The cloner can clone from a local clone and the repos I originally added were the largest ones and or the ones with the most traffic. The arbitrary defined list is in Puppet https://gerrit.wikimedia.org/g/operations/puppet/+/refs/heads/production/modules/profile/manifests/ci/gitcache.pp then it fetches from Gerrit to bring it up to date. If a local clone does not exist, it does a full clone from Gerrit. Then there is some logic to attempt to retrieve a patch from the Zuul merger.

When the local cache is used, the log shows from cache and mediawiki/core is cloned, updated and the patch checked out in 7 seconds:

00:00:11.825 INFO:zuul.Cloner:Creating repo mediawiki/core from cache /srv/git/mediawiki/core.git
00:00:14.786 INFO:zuul.Cloner:Updating origin remote in repo mediawiki/core to https://gerrit.wikimedia.org/r/mediawiki/core
00:00:18.728 INFO:zuul.Cloner:upstream repo has branch master
00:00:19.595 INFO:zuul.Cloner:Prepared mediawiki/core repo with commit f7195a819fafec274566d7bbbca564b53f2e27c2

And I think that is still a full clone cause the mirror directory and the workspace were repositories are written are in different partition (if they were on the same partition, git would use hardlinks for .git which is nearly instance, then in practice a local full clone is fast enough).

Without a cache a small extension takes 10 seconds

00:00:59.801 INFO:zuul.Cloner.mediawiki/extensions/SandboxLink:Creating repo mediawiki/extensions/SandboxLink from upstream https://gerrit.wikimedia.org/r/mediawiki/extensions/SandboxLink
00:01:09.078 INFO:zuul.Cloner.mediawiki/extensions/SandboxLink:Prepared mediawiki/extensions/SandboxLink repo with branch master at commit 65990d646508d0e0ea8350e14fe739e8ddff2c54

Another "optimization" was to run the clones in parallel and Quibble processes up to 8 clones (via quibble --git-parallel=8). I picked that one arbitrarily, then I the idea was to also avoid hammering the git-daemon running on the zuul merger instances.

Then we benefited from git protocol v2 (Blog Post: Faster source code fetches thanks to git protocol version 2) which notably speed up the fetch, then for the WMCS instances it is probably not an issue since they have a large network bandwith with Gerrit, though it still helps.

We clone 62 repositories ...

There are a few ideas:

• add more git repositories to the local cache (see profile::ci::gitcache in Puppet). Disk space usage on the WMCS instance would need to be taken in account
• identify the bottleneck(s) in the git clone/fetch, is it:
  • network bound: the local cache would help
  • CPU bound: due to delta computing and I have no idea how that works exactly or that can be optimized
  • Disk bound: the repositories are ultimately written to Ceph which can get some overhead. Notably IO are throttled by default and we have custom VM flavors with elevated IO.
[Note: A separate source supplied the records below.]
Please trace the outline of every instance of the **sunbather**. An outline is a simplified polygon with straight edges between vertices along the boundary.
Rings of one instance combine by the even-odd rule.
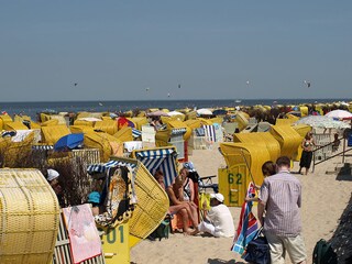
[[[189,201],[191,206],[198,208],[198,206],[195,204],[195,186],[194,182],[188,177],[189,172],[187,168],[182,168],[179,170],[179,177],[182,179],[183,185],[183,195],[179,197],[179,200]]]
[[[154,175],[156,182],[165,189],[168,195],[170,206],[168,208],[169,215],[180,213],[183,218],[183,230],[185,234],[190,234],[194,230],[188,228],[189,219],[191,220],[194,227],[198,226],[198,215],[197,210],[190,206],[188,201],[179,201],[174,193],[174,185],[165,188],[164,174],[161,170],[157,170]]]
[[[210,210],[206,211],[205,220],[199,223],[193,234],[207,232],[216,238],[230,238],[234,235],[233,218],[229,208],[223,205],[223,195],[211,194]]]

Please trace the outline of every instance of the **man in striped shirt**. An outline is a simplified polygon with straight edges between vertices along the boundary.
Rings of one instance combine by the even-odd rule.
[[[289,173],[290,161],[276,161],[277,174],[264,179],[257,215],[271,249],[273,264],[285,263],[287,251],[293,263],[306,263],[305,242],[300,234],[301,186]],[[263,217],[265,211],[265,218]]]

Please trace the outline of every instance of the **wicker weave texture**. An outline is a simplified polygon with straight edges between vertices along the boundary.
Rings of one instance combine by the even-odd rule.
[[[0,264],[51,263],[59,206],[37,169],[0,169]]]
[[[135,194],[138,204],[129,221],[130,233],[145,239],[164,220],[169,201],[166,193],[141,163],[136,170]]]

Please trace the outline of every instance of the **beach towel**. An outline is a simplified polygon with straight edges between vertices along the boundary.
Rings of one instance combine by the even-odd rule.
[[[248,197],[255,196],[254,184],[250,183]],[[258,230],[257,220],[252,212],[253,201],[244,201],[241,209],[239,226],[234,235],[231,251],[243,254],[246,245],[255,238]]]
[[[63,208],[74,263],[101,254],[101,241],[88,204]]]

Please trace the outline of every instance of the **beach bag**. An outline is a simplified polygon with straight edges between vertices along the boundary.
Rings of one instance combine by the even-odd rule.
[[[254,264],[270,264],[271,251],[262,229],[257,231],[255,238],[246,245],[244,261]]]
[[[161,241],[162,239],[168,239],[169,234],[169,219],[164,219],[161,224],[150,234],[151,240]]]
[[[337,264],[338,255],[331,244],[323,239],[319,240],[312,252],[312,264]]]

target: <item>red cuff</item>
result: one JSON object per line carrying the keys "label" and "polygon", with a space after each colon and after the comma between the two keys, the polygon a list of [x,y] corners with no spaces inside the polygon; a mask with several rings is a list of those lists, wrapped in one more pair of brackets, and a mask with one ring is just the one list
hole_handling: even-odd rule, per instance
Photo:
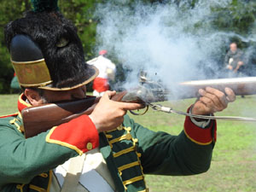
{"label": "red cuff", "polygon": [[82,154],[99,146],[99,135],[88,115],[81,115],[52,128],[46,142],[70,148]]}
{"label": "red cuff", "polygon": [[[190,108],[187,113],[189,112],[189,109]],[[196,126],[191,121],[190,118],[187,116],[184,122],[184,132],[192,142],[201,145],[207,145],[210,144],[213,139],[214,142],[216,142],[216,120],[211,120],[209,126],[203,129]]]}

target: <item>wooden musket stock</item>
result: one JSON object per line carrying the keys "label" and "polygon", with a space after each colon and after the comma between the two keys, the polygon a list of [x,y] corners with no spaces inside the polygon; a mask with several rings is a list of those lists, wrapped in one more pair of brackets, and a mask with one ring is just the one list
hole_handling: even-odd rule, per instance
{"label": "wooden musket stock", "polygon": [[[134,101],[122,101],[126,91],[122,91],[111,99],[116,102],[143,102],[137,99]],[[44,132],[54,126],[67,123],[82,114],[90,114],[101,97],[87,96],[85,99],[49,103],[37,107],[31,107],[21,111],[26,138]]]}
{"label": "wooden musket stock", "polygon": [[[178,91],[183,92],[184,95],[179,96],[178,99],[197,97],[198,90],[207,86],[220,90],[224,90],[225,87],[230,87],[237,96],[253,95],[256,94],[256,78],[218,79],[183,82],[178,84],[180,89]],[[111,99],[117,102],[143,103],[143,101],[137,97],[136,94],[131,101],[127,98],[124,99],[127,95],[129,95],[127,91],[123,91],[116,94]],[[144,95],[146,96],[148,94],[146,92]],[[166,97],[163,98],[161,100],[155,98],[155,102],[163,101]],[[21,115],[26,138],[46,131],[53,126],[68,122],[81,114],[90,114],[99,100],[100,97],[88,96],[86,99],[78,101],[44,104],[23,109]],[[167,97],[166,100],[167,100]]]}

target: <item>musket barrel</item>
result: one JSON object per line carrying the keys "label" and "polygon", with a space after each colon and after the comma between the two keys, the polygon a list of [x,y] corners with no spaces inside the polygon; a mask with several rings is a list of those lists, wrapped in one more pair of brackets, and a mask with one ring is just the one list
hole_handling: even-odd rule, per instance
{"label": "musket barrel", "polygon": [[193,80],[179,83],[180,91],[184,91],[183,98],[198,96],[199,89],[212,87],[222,91],[225,87],[233,90],[236,96],[247,96],[256,94],[256,77],[217,79],[206,80]]}

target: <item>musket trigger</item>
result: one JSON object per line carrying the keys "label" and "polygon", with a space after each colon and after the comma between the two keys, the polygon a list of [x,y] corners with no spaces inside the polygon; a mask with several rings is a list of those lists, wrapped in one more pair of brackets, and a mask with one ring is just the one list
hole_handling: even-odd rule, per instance
{"label": "musket trigger", "polygon": [[133,112],[132,110],[130,110],[130,113],[133,115],[143,115],[148,112],[148,105],[146,105],[145,111],[143,111],[142,113]]}

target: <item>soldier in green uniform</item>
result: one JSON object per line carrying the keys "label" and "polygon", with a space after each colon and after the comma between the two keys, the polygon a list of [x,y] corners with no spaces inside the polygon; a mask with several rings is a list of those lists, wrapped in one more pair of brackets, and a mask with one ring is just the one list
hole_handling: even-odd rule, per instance
{"label": "soldier in green uniform", "polygon": [[[26,139],[22,109],[84,98],[86,84],[97,75],[84,61],[76,29],[58,11],[57,2],[33,3],[34,10],[5,27],[23,93],[19,112],[0,118],[1,191],[148,191],[144,174],[183,176],[209,169],[214,120],[187,117],[177,136],[154,132],[125,114],[143,106],[111,101],[115,91],[107,91],[90,115]],[[224,109],[236,97],[225,90],[200,90],[201,98],[188,112]]]}

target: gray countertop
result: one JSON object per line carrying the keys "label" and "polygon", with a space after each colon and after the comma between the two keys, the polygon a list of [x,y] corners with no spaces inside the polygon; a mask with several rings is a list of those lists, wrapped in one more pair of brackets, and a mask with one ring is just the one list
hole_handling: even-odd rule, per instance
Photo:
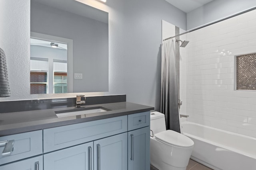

So I guess we could use some profiling which can be done with GIT_TRACE_PERFORMANCE=1 or the newer GIT_TRACE2_PERF=1, doc at https://git-scm.com/docs/api-trace2 though with parallel cloning that is going to be unreadable :D

For the CPU bound, I guess there can be contention on the Jenkins agent since we can run up to 4 builds in parallel (each using 1+ CPU) and the CPU are virtual ones shared with other VMs running on the same OpenStack compute node. Potentially we could double the number of agents and reduce the number of builds to 2 per hosts or head back to one build per instance but there is overhead in having so many agents.

For the disk I/O it was suggested to move the entirety of the load to tmpfs, aka run the Quibble container with --tmpfs /workspace/src:size=16G as we already do for the MySQL database (--tmpfs /workspace/db:size=320M) potentially with extra options since we don't care about loosing data. That would mean instances with a vast larger amount of memory.

Another way was to have a first job which would prepare all the repositories (clone / fetch from Gerrit / fetch and checkout Zuul patches), expose that somehow (maybe via rsync) then have all the jobs to simply blindly fetch the whole prepared tree. That would save a lot of the overhead since currently each jobs end up doing the same git operations when they could be done once. But that would require a lot of refactoring in the Zuul layout, and I am not even sure we can achieve that.

So I guess the low hanging fruits are:

• add repositories to the local cache (after checking the disk space usage and the remaining space available for the disk)
• run Quibble with git performance tracing (docker run -e GIT_TRACE2_PERF=/log/git.perf ... which would end up attached as an artifact of the Jenkins build)

Then based on perf identify potential solutions.